“No Where To Run And No Where To Hide” – Catching and Collecting From Debtors With Reverse Veil Piercing

You did the easy part, you obtained a judgment against an individual. Now comes the hard part – collecting. You then do all of the usual things after you get a judgment – issue restraining notices, information subpoenas and maybe even a live examination of the judgment debtor. Unfortunately, you find the debtor has little in his own name, but he is the owner of a company. Your judgment is not against the company, however, and unless you get the stock or other equity ownership interest of the debtor in the company (a difficult task) are you going to be able to get to the assets of the company? In New York you have a shot provided your case against the debtor’s company meets the requirements of what is known as reverse veil piercing.

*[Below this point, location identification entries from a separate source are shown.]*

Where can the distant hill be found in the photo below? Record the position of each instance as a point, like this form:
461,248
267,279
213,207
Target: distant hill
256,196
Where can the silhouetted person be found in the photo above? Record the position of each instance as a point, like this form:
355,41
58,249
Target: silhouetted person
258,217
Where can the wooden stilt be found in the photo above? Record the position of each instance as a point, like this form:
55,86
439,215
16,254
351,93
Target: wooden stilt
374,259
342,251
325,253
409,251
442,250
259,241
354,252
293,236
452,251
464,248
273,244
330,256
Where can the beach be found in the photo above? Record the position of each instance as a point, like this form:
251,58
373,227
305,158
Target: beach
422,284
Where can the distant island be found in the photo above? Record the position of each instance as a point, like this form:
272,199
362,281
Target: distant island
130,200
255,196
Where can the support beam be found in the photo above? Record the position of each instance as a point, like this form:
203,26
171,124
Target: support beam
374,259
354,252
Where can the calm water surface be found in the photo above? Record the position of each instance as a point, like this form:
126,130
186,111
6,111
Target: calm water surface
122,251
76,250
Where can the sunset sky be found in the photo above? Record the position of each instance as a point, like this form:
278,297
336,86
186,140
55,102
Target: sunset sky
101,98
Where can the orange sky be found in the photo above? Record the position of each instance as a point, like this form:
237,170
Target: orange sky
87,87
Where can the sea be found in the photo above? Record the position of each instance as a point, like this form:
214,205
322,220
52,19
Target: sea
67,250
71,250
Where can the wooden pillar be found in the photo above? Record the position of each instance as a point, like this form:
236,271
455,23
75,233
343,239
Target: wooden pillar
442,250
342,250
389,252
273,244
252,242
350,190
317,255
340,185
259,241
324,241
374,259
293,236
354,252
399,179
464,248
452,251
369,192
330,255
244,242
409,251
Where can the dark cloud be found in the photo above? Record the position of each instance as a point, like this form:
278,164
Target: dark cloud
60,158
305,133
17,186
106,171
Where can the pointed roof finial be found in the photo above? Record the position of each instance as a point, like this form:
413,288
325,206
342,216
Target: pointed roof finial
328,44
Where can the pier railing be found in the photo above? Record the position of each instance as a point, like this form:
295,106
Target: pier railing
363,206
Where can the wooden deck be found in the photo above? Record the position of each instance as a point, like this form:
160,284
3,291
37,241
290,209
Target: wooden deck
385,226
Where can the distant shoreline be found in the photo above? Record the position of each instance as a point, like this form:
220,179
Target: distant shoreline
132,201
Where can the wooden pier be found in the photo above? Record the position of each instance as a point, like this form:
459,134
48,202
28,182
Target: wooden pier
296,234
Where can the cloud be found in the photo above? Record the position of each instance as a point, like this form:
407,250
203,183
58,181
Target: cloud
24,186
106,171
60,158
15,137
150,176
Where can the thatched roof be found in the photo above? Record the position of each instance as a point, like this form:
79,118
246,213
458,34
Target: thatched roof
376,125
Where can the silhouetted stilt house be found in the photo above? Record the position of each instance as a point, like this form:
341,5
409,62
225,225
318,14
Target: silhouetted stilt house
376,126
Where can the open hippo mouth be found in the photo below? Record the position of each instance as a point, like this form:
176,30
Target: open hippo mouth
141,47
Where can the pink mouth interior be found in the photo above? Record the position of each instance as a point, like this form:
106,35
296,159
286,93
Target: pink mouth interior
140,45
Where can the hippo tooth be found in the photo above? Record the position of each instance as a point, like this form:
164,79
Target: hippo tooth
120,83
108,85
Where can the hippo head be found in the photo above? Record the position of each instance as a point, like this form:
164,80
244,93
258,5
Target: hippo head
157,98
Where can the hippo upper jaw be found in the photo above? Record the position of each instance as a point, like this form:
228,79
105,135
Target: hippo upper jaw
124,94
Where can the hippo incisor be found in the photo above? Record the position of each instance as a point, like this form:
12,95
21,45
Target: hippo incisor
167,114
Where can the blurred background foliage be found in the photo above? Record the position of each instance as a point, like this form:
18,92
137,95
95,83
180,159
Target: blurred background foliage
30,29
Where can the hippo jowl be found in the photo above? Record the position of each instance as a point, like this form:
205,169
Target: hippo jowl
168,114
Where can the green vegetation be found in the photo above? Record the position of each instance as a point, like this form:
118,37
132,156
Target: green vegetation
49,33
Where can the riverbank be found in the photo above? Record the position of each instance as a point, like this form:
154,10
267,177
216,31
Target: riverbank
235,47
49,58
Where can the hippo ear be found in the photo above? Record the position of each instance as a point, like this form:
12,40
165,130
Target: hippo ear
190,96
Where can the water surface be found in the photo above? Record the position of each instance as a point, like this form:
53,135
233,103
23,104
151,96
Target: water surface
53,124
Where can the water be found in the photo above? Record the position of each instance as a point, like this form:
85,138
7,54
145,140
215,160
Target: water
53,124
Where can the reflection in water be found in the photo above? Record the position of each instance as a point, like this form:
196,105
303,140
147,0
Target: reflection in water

Traditional veil piercing in New York involves a situation where you have obtained a judgment against a corporation and you are trying to get behind the company on the belief that the debtor is using the assets of the company interchangeably with his own assets and otherwise dominates and controls the company. Standard veil piercing is an equitable concept that allows a creditor to disregard a corporation and hold the debtor as a controlling shareholder personally liable for the corporate debt. Sweeney, Cohn, Stahl & Vaccaro v. Kane, 6 A.D.3d 72, 75 (2d Dept. 2004). Generally, in order to state a claim for traditional veil piercing, two elements are required: first, that the owner exercised complete control concerning the transaction attacked; and second, that such control was used to commit a fraud or wrong against the creditor which resulted in injury to the creditor. Morris v. New York State Department of Taxation and Finance, 82 N.Y.2d 135, 141, 623 N.E.2d 1157, 603 N.Y.S.2d 807 (1993). Similarly, a claim for piercing the corporate veil exists where a corporation is shown to be a mere shell dominated and controlled by a debtor for his or her own purpose.

Reverse veil piercing presents the opposite situation: a creditor seeks to make the corporation liable for the debt of its officers or shareholders. Reverse piercing claims require a creditor to show that (1) the owner or shareholder exercised domination over the corporation and (2) that the domination was used to commit a fraud or wrong. In essence, the same two prong test that applies in traditional veil piercing claims applies in claims based on reverse piercing except that, in certain circumstances, the domination requirement in reverse piercing is relaxed in favor of finding a control relationship. Securities Investor Protection Corp. v. Stratton Oakmont, Inc., 234 B.R. 293 (Bankr. S.D.N.Y. 1999); see also American Fuel, 122 F.3d at 134-35 (requiring control to the extent that corporate funds were used for personal matters and funds intermingled in the corporation/shareholder scenario.)

In determining whether a corporation was dominated by another entity or individual the Courts consider the following facts:
(1) the absence of the formalities and paraphernalia that are part and parcel of the corporate existence, i.e., issuance of stock, election of directors, keeping of corporate records and the like; (2) inadequate capitalization; (3) whether funds are put in and taken out of the corporation for personal rather than corporate purposes; (4) overlap in ownership, officers, directors and personnel; (5) common office space, address and telephone numbers of corporate entities; (6) the amount of business discretion displayed by the allegedly dominated corporation; (7) whether the related corporations deal with the dominated corporation at arms length; (8) whether the corporations are treated as independent profit centers; (9) the payment or guarantee of debts of the dominated corporation by other corporations in the group; and (10) whether the corporation in question had property that was used by others.

Reverse veil piercing can be powerful tool in your arsenal of post-judgment remedies. Sometimes simply the threat of a reverse piercing action is enough to bring a recalcitrant debtor to the negotiating table.